Mission of the Pappy Boyington Field Museum Inc. is to preserve the stories and artifacts of local veterans that have contributed to the freedoms that we all enjoy here in the United States. The museum is named the Pappy Boyington Veterans Museum after Pappy Boyington. For those people who don't know who Greg "Pappy" Boyington is he was born in Coeur d'Alene, was raised in this area, and is our highest scoring ace of World War II, Medal of Honor recipient, Navy Cross recipient. Pappy Boyington was the leader of the Black Sheep squadron. His leadership led to the destruction of nearly 200 Japanese airplanes. And we preserve his memory as well as everybody else who served in uniform here from our community.

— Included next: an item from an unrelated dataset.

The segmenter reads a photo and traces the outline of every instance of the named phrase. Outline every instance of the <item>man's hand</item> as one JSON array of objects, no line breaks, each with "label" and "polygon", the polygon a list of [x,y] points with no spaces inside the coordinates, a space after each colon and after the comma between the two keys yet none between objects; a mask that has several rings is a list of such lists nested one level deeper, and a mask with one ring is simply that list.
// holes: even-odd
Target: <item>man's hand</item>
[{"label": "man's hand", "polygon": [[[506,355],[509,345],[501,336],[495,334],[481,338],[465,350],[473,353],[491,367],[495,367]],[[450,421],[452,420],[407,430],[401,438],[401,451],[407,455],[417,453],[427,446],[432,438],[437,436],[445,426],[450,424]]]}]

My family has a long history of military involvement in the United States, and I've always been involved with history. My father was a career Air Force officer, and he had a lot of stuff he collected over combat time and three wars plus the Cold War. I had a lot of stuff, too and people kept saying, "the kids need to see this stuff”.
One of the inspirations for this museum while at the Kootenai County dump one day and a guy my age dropped off a whole collection of Navy uniforms, pictures, and lithographs and I just grabbed it and discovered later that they are collector items, hard to find and we have them on display here. The motivator gave me the idea that what we've got here is memory heaven; we preserve the memories of all these veterans and what they've done for our country. The alternative is that dump -memory hell.
I think that every community in the United States should have a museum-like ours which celebrates and honors all those people who served in uniform for all these freedoms that we enjoy every day.